The developer of condominiums at Yerxa Road and Rindge Avenue in North Cambridge owes property taxes dating back to a 2007 bill, city records show. (Photo: Marc Levy)

The city isn’t just taking a North Cambridge condominium developer to court. Because of almost $190,000 in unpaid property taxes and fees, it also has a lien on the property he is developing.

But just as the court case has been slow in developing, after nearly six years of complaints by neighbors and filings by city inspectors, the lien does not indicate the city will take advantage of the debt to seize and sell the land owned by Joseph Perroncello.

“We give them an opportunity to pay,” said Michelle Borden, of the city’s Finance Department. “We already have a lien, and that’s all we have to do to secure an interest in the property.”

Perroncello, a Boston resident, is converting a three-building Roman Catholic school into condominiums at a 22-acre, L-shaped site that touches on Yerxa Road and Rindge Avenue by wrapping around other people’s property. Neighbors have complained for years that he has failed to clean the site or keep work within allowed hours. They say construction has drawn rats with garbage and caused flooding and cracked foundations at nearby homes. He also brought in tenants illegally, although he now has the city’s permission to lease units in one building while the others are under construction.

Perroncello was in court Wednesday to answer to the condition of his construction site, with the next appearance to be 9 a.m. Aug. 12 at Middlesex District Court in Medford.

In addition to the city’s lien, Perroncello’s contractors have complained of not being paid for their work, North Cambridge attorney and watchdog Richard Clarey noted Monday.

“He wasn’t paying the contractors for a long time,” said Clarey, explaining that he has seen the legal documents filed by the contractors.

The developer has said he has money troubles, and a foreclosure document for the Cambridge property has been filed against him in Boston Land Court. According to the Boston Herald, he also owes $210,773 in back property taxes in Boston, where he has a $5 million home.

Running into trouble

Records show Perroncello paid taxes in Cambridge in 2005, 2006 and 2008 on the two parcels making up his land, but that final year was a partial payment only — $422 on one parcel when he owed $51,206 on the other.

With the $34,251 he paid in 2005 and the $76,240 the next year, he had given the city $110,913 in property taxes on land and structures now valued at $5.8 million by the assessor’s office. He bought the parcels in May 2004 for $5.3 million.

But Perroncello must have run into trouble when facing the 2007 tax bill. He paid nothing on that bill, which was for $31,637, and defaulted on the more expensive parcel the next year. On the tax bills due last year and this year — totaling $49,192 and $55,121, respectively — he has paid nothing, according to records posted online by assessors.

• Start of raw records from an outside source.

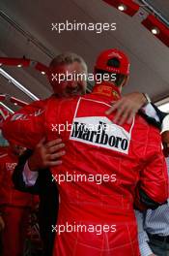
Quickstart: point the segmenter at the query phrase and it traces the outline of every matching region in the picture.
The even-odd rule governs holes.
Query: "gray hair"
[[[87,64],[84,61],[84,59],[81,56],[73,52],[65,52],[65,53],[57,55],[56,57],[52,59],[49,66],[56,67],[60,64],[71,64],[73,62],[80,63],[83,66],[84,71],[87,72],[88,68],[87,68]]]

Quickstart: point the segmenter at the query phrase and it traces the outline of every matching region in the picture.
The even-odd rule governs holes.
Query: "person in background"
[[[99,60],[101,61],[99,62]],[[99,63],[102,64],[99,65]],[[105,111],[111,100],[120,98],[122,86],[125,85],[127,80],[128,66],[127,57],[122,51],[111,49],[102,52],[97,62],[98,69],[96,71],[103,73],[106,73],[107,70],[112,73],[116,71],[118,79],[115,83],[112,80],[107,82],[102,80],[102,83],[95,86],[91,95],[81,98],[72,97],[67,100],[57,100],[53,97],[47,104],[45,120],[43,119],[44,112],[41,112],[39,116],[32,112],[30,115],[26,115],[26,119],[22,118],[21,115],[20,118],[16,118],[16,116],[18,117],[17,114],[20,114],[17,112],[6,122],[4,126],[5,135],[7,138],[13,137],[10,133],[10,125],[13,125],[14,126],[15,140],[20,140],[26,144],[29,142],[32,146],[35,146],[37,144],[36,140],[40,139],[37,136],[43,137],[44,123],[48,124],[46,127],[49,129],[47,130],[49,141],[58,135],[57,132],[51,132],[50,125],[52,123],[65,123],[68,120],[68,123],[73,122],[75,125],[75,122],[78,123],[78,119],[80,119],[82,124],[84,124],[89,117],[90,123],[94,121],[96,124],[98,117],[101,123],[110,124],[110,120],[114,115],[107,118]],[[67,87],[63,86],[58,93],[61,93],[62,90],[67,92]],[[76,106],[76,115],[74,116]],[[57,120],[55,119],[55,114],[57,115]],[[68,114],[67,117],[65,116],[66,114]],[[99,138],[99,134],[96,134],[96,131],[92,131],[92,134],[90,134],[85,129],[82,130],[83,134],[81,134],[80,131],[76,131],[74,128],[70,135],[68,131],[63,133],[63,139],[67,143],[69,150],[64,156],[63,165],[53,167],[51,171],[53,175],[57,174],[57,172],[62,174],[65,172],[64,170],[70,173],[72,170],[78,173],[81,171],[82,174],[87,172],[88,175],[94,172],[95,175],[100,174],[100,172],[112,174],[113,170],[117,174],[117,184],[114,183],[107,186],[106,182],[103,182],[99,189],[98,189],[99,186],[95,182],[59,184],[61,204],[58,224],[62,225],[66,220],[70,219],[70,221],[75,221],[77,224],[85,221],[86,224],[104,223],[108,225],[112,223],[113,218],[117,224],[117,231],[114,234],[106,232],[105,235],[103,233],[100,237],[96,232],[93,234],[90,232],[78,234],[78,240],[77,232],[62,233],[56,237],[53,255],[71,255],[72,253],[73,255],[86,255],[87,253],[99,255],[100,252],[102,255],[107,255],[107,252],[110,255],[117,256],[121,256],[124,253],[130,256],[133,252],[135,255],[139,255],[135,217],[133,215],[134,190],[138,185],[137,202],[140,203],[139,206],[144,205],[145,207],[142,198],[144,203],[146,199],[154,207],[155,205],[162,204],[167,198],[166,166],[160,148],[159,132],[153,126],[148,125],[140,115],[136,115],[130,125],[125,123],[120,126],[115,125],[113,122],[111,122],[111,125],[115,134],[111,133],[112,130],[105,133],[103,129],[105,126],[103,126],[103,130],[100,128],[104,143],[102,142],[103,139],[99,142],[100,138]],[[24,129],[25,127],[26,129]],[[23,138],[18,136],[19,131],[24,132]],[[147,135],[146,144],[144,140],[145,134]],[[117,138],[118,141],[115,144],[114,141],[114,143],[111,140],[107,141],[106,138],[111,138],[111,140]],[[88,143],[89,140],[90,143]],[[126,145],[128,146],[123,144],[121,146],[120,142],[126,142]],[[98,157],[99,155],[99,157]],[[129,172],[126,172],[127,165]],[[154,184],[152,184],[152,177],[154,178]],[[164,187],[164,191],[161,191],[160,186]],[[95,192],[95,197],[93,192]],[[104,197],[105,194],[106,197]],[[73,195],[73,197],[70,195]],[[123,195],[123,202],[120,200],[121,195]],[[91,199],[93,199],[92,202]],[[124,211],[125,215],[123,214]],[[108,216],[110,216],[110,219]],[[118,218],[116,218],[117,216]],[[107,239],[108,243],[106,242]],[[95,247],[92,246],[94,242]]]
[[[26,238],[31,195],[14,189],[12,175],[24,147],[11,144],[7,154],[0,156],[0,229],[3,256],[21,256]]]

The next bill arrives in October or November, Borden said.

The amount owed by Perroncello includes interest on unpaid balances and fees, such as water and sewer fees, a worker in the assessor’s office pointed out.

Perroncello’s telephone number is not publicly available, and he could not be reached Monday for comment. James Rafferty, a Cambridge lawyer who has represented Perroncello against the city, was left a message Wednesday. It is unclear if he still represents the developer.

“Everybody’s going to get their money eventually”

If his property were to be foreclosed and sold, the city would be ahead of the contractors in line to be paid, Clarey said. But the city wouldn’t want responsibility for owning and selling the property — especially if Perroncello’s bank, Webster Bank, also intends to foreclose and do the work instead.

Considering the value of the property on Yerxa and Rindge, “everybody’s going to get their money eventually,” Clarey said.

“They seem to be very relaxed about enforcing their liens,” he said of the city. “Sometimes they’ll let decades go by.”

Before Clarey spoke, Borden was asked whether years of unpaid property taxes would prompt action by the city or whether bills were allowed to pile up until such a situation resolved itself.

“No, it doesn’t go on forever,” Borden said. “It’s up to the Law Department. But it’s not near foreclosure.”

A message seeking comment was left Monday evening with Arthur J. Goldberg, of the city solicitor’s office.